Cybersecurity Playbook for Multifamily Housing IT Enterprises

Abacode Jeremy-Rasmussen headshot
By: Jeremy Rasmussen

The U.S. multifamily property management industry is a massive industry that encompasses 40 million multifamily units valued at $3 trillion. With the industry growing, there is a requirement for an additional 4 million units by 2030 to keep up with demand. The industry employs more than 800,000 people, with tech and service vendor companies employing hundreds of thousands more. (Source:

If you are one of those hundreds of thousands of people who have been given the reins of an I.T. infrastructure in multifamily housing property management and don’t know where to start from a cybersecurity perspective, don’t worry. In this article, we’ll take you through six easy steps to get started.

Step 1: Identify Critical Data

The first step is to identify critical data and determine where it is located. Critical data could be on-premises, in the cloud, with a software-as-a-service (SaaS) provider, or elsewhere. Data could be hosted with Microsoft Exchange Server, Microsoft 365 online, Google Workspace, or hosted with Dropbox, among other places. It’s crucial to have centralized I.T. visibility and control of all these places where the data is located.
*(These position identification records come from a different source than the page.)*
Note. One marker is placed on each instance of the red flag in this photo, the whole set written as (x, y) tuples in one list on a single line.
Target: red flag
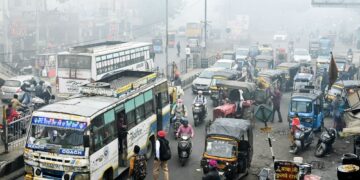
[(333, 71)]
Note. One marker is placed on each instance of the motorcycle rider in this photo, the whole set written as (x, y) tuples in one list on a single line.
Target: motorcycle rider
[(185, 128), (179, 108), (295, 125), (42, 92), (201, 99), (27, 88)]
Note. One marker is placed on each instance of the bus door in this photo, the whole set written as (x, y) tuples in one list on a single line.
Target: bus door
[(158, 111), (121, 122)]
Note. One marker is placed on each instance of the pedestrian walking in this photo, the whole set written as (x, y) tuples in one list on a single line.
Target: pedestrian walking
[(213, 173), (137, 169), (276, 103), (325, 80), (162, 155), (178, 48)]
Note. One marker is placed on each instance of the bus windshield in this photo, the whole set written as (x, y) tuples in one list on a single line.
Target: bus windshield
[(74, 61), (55, 135)]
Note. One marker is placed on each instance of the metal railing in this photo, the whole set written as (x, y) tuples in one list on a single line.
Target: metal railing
[(13, 134)]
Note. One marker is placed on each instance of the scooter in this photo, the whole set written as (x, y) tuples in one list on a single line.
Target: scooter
[(325, 142), (184, 148), (198, 113), (303, 139)]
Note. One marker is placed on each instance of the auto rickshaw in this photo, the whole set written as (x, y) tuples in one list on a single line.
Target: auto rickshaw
[(274, 78), (229, 141), (263, 62), (291, 70), (281, 55), (308, 103), (302, 79)]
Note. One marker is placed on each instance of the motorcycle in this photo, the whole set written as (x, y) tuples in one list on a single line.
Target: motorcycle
[(325, 142), (184, 148), (198, 113), (176, 122), (303, 139)]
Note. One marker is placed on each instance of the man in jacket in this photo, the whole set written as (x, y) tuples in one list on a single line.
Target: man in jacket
[(213, 173), (276, 103), (160, 145)]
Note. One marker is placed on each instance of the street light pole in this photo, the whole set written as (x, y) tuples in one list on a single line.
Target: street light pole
[(205, 28), (167, 39)]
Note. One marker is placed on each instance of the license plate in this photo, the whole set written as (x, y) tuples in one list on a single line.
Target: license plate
[(50, 165)]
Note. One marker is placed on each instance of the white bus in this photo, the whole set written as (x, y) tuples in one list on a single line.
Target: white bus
[(88, 63), (82, 137)]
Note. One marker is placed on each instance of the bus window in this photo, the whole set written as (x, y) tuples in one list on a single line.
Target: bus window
[(140, 109), (130, 113)]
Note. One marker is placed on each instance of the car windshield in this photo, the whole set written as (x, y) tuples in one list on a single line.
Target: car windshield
[(267, 53), (301, 52), (56, 134), (12, 83), (340, 66), (335, 90), (242, 52), (301, 106), (262, 64), (206, 74), (226, 65), (221, 148), (227, 56)]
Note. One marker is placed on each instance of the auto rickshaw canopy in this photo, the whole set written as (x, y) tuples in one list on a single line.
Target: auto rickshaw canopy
[(229, 127)]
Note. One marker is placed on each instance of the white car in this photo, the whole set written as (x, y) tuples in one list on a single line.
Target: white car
[(203, 81), (226, 64), (242, 53), (301, 56), (280, 36)]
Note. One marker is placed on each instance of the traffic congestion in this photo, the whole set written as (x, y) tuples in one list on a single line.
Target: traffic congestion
[(232, 95)]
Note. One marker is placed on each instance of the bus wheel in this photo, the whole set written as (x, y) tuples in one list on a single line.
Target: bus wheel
[(150, 148), (108, 175)]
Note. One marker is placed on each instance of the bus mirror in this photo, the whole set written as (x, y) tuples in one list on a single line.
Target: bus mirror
[(86, 140)]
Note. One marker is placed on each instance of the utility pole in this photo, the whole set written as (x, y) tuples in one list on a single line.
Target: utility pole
[(205, 29), (167, 39)]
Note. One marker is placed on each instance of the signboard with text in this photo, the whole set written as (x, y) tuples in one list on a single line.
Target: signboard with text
[(286, 170)]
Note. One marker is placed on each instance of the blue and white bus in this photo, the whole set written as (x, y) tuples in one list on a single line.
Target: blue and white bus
[(88, 63), (83, 137)]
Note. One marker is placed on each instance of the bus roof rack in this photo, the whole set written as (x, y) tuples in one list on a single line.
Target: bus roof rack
[(120, 83), (86, 48)]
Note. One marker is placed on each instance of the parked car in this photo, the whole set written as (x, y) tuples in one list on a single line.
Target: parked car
[(302, 56), (203, 81), (280, 36), (12, 86), (226, 64), (242, 53)]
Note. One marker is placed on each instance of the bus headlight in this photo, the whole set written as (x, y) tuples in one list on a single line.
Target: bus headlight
[(308, 120), (82, 177), (28, 169)]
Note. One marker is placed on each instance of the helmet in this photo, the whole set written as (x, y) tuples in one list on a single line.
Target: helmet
[(179, 101), (185, 122)]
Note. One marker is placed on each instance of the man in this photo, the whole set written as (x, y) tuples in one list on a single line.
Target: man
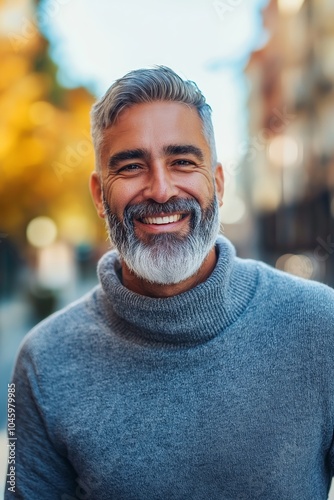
[(188, 373)]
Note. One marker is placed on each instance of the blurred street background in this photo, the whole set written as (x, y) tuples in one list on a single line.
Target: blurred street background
[(267, 70)]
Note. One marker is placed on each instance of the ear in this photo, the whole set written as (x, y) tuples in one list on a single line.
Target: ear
[(96, 192), (219, 182)]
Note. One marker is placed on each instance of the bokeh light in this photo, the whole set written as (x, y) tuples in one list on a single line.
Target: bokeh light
[(41, 232)]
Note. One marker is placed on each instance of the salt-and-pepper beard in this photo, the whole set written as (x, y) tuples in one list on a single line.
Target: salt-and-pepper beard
[(167, 258)]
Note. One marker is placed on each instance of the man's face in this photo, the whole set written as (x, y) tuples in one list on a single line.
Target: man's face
[(158, 189)]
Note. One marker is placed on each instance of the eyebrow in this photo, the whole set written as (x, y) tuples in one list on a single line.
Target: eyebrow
[(127, 154), (183, 149), (142, 154)]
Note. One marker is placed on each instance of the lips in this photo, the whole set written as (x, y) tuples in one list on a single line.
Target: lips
[(166, 219)]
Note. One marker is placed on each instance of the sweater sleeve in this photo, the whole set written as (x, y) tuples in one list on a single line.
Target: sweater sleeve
[(41, 471)]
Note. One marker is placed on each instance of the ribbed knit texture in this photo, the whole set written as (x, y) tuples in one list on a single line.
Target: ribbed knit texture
[(222, 392)]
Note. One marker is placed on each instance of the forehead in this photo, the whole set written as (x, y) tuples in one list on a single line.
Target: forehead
[(153, 126)]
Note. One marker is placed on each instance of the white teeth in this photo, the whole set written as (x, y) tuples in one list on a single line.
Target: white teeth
[(162, 220)]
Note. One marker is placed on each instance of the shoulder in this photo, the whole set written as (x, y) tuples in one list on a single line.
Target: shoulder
[(62, 331), (287, 292)]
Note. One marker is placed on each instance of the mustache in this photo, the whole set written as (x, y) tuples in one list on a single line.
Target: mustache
[(147, 209)]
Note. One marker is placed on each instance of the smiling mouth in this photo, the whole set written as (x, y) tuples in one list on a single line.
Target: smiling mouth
[(166, 219)]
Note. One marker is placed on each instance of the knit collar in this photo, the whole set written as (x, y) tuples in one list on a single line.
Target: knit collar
[(192, 317)]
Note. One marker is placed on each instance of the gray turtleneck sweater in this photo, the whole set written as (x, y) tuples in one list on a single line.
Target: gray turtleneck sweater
[(223, 392)]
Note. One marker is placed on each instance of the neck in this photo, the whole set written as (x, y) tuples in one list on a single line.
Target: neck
[(138, 285)]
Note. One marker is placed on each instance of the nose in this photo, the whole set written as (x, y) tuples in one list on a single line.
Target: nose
[(160, 184)]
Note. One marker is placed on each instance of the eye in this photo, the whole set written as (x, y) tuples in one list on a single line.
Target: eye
[(129, 168), (183, 163)]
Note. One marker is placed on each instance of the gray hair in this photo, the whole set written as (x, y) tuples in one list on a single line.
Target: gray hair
[(149, 85)]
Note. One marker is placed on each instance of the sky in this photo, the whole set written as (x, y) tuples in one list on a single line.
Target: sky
[(208, 41)]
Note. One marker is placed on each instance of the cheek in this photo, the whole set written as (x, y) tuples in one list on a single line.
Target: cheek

Step 2: Identity and Access Management (IAM)

The second step is to lock down all critical financial data, personally identifiable information (PII), and intellectual property (IP) with a single sign-on (SSO) solution that includes multi-factor authentication (MFA) and automated provisioning/de-provisioning. This will simplify your Identity and Access Management (IAM) and give you a handle on it. Some options to consider include Okta, Duo, and Microsoft AD.

Step 3: Continuous Monitoring

The most important thing you can do for security is to implement a Security Information and Event Management (SIEM) and/or Detection/Response for Endpoints/Network/Cloud (XDR) solution with 24/7 eyes-on-glass monitoring and incident response. This will allow you to keep tabs on all traffic traversing corporate firewalls, as well as events from the network infrastructure, servers, endpoints, and cloud. Security Operations Center (SOC) analysts will monitor the SIEM/XDR, and initiate an incident response immediately when something anomalous is happening. Assume someone is already inside your enterprise and keep them from getting to anything critical via segmentation, IAM, and continuous monitoring.

Step 4: Vulnerability Management

Regular scanning for security vulnerabilities, researching emerging threats, downloading patches, regression testing, and deploying to all systems is critical to maintaining a compliant program. Vulnerability scanning identifies and forms an inventory of all systems connected to a network, including servers, endpoints, printers, switches, firewalls, containers, virtual machines, and remote access software. Scanning also helps keep track of operating systems, software versions, user accounts, and open ports.

Step 5: Governance, Risk, and Compliance (GRC)

To ensure everything you’re doing aligns with industry cybersecurity best practices, perform a gap analysis versus a framework, such as the CIS Controls Version 8NIST Cyber Security Framework for Critical Infrastructure Protection, or the ISO/IEC 27001 Information Security Management. Collect evidence from your deployment efforts to prove that you are compliant and maintain all of this with a compliance portal or reporting tool that will serve as your central repository for artifacts and will provide visual management and dashboarding of your progress.

Step 6: Ongoing Controls

Regular penetration testing from a qualified “red team” that provides probing externally, internally, and testing custom-developed web and mobile applications is necessary. Also, ensure that you have cybersecurity awareness training for all employees, including videos or interactive environments that provide tutorial information and simulated phishing campaigns to make users aware of the tactics of threat actors.

This is not a complete list, but it is a great starting place for cybersecurity practitioners in multifamily. Any program you implement should include an aspect of continuous improvement. After any security incident is encountered, perform a lessons-learned analysis to improve your posture for the future. Always evaluate and mature your program (people, processes, and tools) because threat actors are constantly improving their methods, and so must you.

Executive leadership may find it difficult to comprehend or fund a proper program of best practices. To justify a monthly Opex budget, show them that you are aligning with objective industry standards and consider outsourcing this work to experts who can help you with all aspects of governance, risk, and compliance (GRC), professional engineering services, and cybersecurity operations. Justifying a monthly Opex budget might be more palatable than trying to hire several full-time staff members, who are difficult to find and expensive. According to Computer Security Magazine, “83% of IT leaders are looking to outsource security to MSPs in 2023.”

In conclusion, multifamily property management is a critical industry that requires a robust cybersecurity program to safeguard sensitive financial data, PII, and intellectual property. Follow these six easy steps to implement a cybersecurity program that aligns with industry best practices and remember to continuously evaluate and mature your program to keep up with evolving threat landscapes.